Max Weber: l’etica protestante e lo spirito del Capitalismo.
di Emanuele Pestrichella.
«L’avversario con cui ebbe in primo luogo da lottare lo “spirito” del capitalismo nel senso di uno stile di vita ben preciso, vincolato da norme e vestito dei panni di un’etica, rimase quel modo di sentire e di comportarsi che si può chiamare “tradizionalismo”»
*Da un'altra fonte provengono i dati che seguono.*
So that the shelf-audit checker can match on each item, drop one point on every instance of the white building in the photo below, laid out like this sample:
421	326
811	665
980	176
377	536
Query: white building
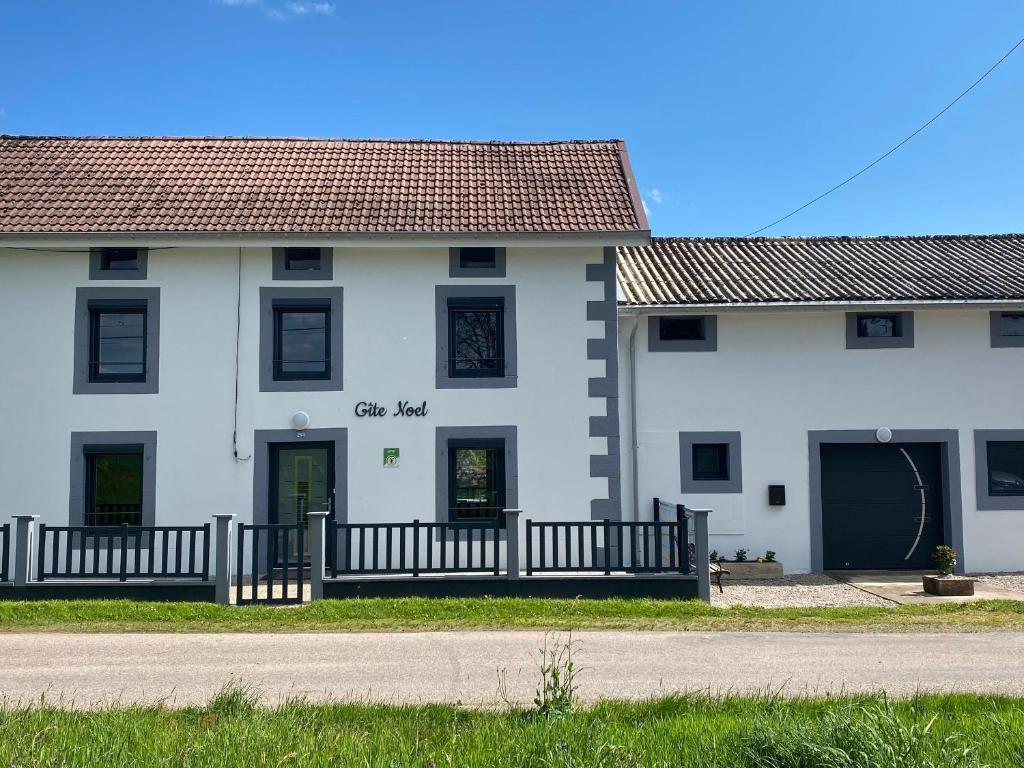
392	331
848	402
387	330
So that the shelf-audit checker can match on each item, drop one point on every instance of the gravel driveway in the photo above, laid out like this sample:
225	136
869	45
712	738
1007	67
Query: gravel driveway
792	592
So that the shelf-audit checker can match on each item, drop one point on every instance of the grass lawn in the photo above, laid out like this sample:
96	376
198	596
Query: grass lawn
496	613
693	731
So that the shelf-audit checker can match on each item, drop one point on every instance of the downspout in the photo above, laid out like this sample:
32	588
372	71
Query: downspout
634	444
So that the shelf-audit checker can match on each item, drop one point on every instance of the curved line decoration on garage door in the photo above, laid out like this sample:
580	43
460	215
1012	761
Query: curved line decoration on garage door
924	507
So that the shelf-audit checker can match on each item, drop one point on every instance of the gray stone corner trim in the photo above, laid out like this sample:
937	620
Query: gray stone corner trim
263	438
688	485
708	344
903	341
442	440
457	270
278	270
985	500
952	498
96	298
269	297
442	294
78	486
96	270
605	387
996	334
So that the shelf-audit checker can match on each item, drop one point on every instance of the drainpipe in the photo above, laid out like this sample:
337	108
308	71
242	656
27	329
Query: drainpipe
634	444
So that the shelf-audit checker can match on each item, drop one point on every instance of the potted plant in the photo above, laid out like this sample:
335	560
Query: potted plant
945	584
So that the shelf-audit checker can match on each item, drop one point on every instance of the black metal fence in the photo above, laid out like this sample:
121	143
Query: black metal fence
414	548
278	561
5	552
606	546
123	552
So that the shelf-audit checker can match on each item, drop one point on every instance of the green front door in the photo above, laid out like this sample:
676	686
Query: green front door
301	481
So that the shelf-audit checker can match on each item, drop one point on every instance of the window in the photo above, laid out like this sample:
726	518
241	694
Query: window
475	338
300	339
476	262
114	485
302	343
1008	329
711	461
671	333
476	473
475	333
1006	468
681	329
113	479
476	481
879	330
302	259
118	263
302	263
117	344
117	341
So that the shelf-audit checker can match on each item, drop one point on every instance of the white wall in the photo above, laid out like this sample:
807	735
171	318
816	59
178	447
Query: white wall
777	375
389	353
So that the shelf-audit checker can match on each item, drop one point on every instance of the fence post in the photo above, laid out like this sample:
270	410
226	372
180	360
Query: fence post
700	553
512	543
317	523
23	549
222	560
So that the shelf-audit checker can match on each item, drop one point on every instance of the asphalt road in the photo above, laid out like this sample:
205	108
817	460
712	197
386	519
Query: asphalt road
92	670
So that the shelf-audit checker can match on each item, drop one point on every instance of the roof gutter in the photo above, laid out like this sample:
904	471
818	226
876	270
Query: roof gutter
321	240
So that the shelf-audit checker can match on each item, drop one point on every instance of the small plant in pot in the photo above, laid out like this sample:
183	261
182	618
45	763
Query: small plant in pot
945	559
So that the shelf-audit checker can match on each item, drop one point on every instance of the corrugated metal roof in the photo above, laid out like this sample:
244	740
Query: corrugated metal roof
737	270
108	184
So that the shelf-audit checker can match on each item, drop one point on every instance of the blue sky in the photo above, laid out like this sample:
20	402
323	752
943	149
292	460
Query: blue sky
734	113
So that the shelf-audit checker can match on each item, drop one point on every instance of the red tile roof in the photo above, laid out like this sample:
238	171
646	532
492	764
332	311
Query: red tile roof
68	184
770	270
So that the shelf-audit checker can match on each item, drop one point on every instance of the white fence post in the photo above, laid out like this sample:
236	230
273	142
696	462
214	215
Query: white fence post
512	543
700	553
317	523
25	526
222	560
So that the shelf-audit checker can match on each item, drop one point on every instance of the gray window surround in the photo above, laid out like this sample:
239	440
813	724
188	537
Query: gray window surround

Max Weber, in uno dei suoi celeberrimi studi, “L’etica protestante e lo spirito del capitalismo”, induce i sociologi e gli studiosi ad una acuta riflessione: egli asserì che le società capitalistiche, opulente, dove signoreggia la ricchezza e la prosperità, hanno raggiunto il loro splendore grazie all’appoggio delle religioni (nel suo studio intenziona il calvinismo). Mentre per Marx la società moderna è centralizzata sull’economia (la struttura egli la chiama) mentre la politica, la religione, l’etica e molto altro sono sovrastruttura ideologica ovverosia un prodotto dell’economia, per Weber la religione non passa in secondo piano ma è componente attiva e integrante della società che consente la piena affermazione dello spirito capitalistico. Ma qual è lo spirito capitalistico per Weber?
«Uno dei mezzi tecnici che l’imprenditore moderno suole impiegare per ottenere dai suoi operai la massima efficienza possibile per aumentare l’intensità del lavoro, è il cottimo».
Il cottimo, a scanso di equivoci, è una forma di retribuzione basata sulla quantità di lavoro prodotto anziché, proprio com’è attualmente, in base alla durata della prestazione lavorativa.
«Per esempio nell’agricoltura un caso che esige imperiosamente l’intensità lavorativa quanto più alta possibile suole essere la raccolta, poiché, soprattutto se il tempo è incerto, dalla massima accelerazione pensabile di essa spesso dipendono probabilità di guadagno o di perdita straordinariamente alte».
In base a quanto afferma Weber, l’aumento dei cottimi spesso ebbe vistosamente non il risultato di ottenere una maggiore efficienza lavorativa nello stesso intervallo di tempo, ma una minore, poiché gli operai, non rispondevano all’aumento del cottimo con un rendimento giornaliero più alto, ma più basso. L’operaio non si chiedeva quindi quanto potesse guadagnare al giorno se avesse fatto il massimo lavoro possibile bensì quanto doveva lavorare, per guadagnare lo stesso importo.
Il lavoratore o meglio il complesso di lavoratori che adottano questa forma mentis sono quelli che vengono chiamati da Weber “tradizionalisti”. Il tradizionalismo lavorativo nella maniera Weberianamente intesa è quello che caratterizzava la forza lavoro nell’economia precapitalistica.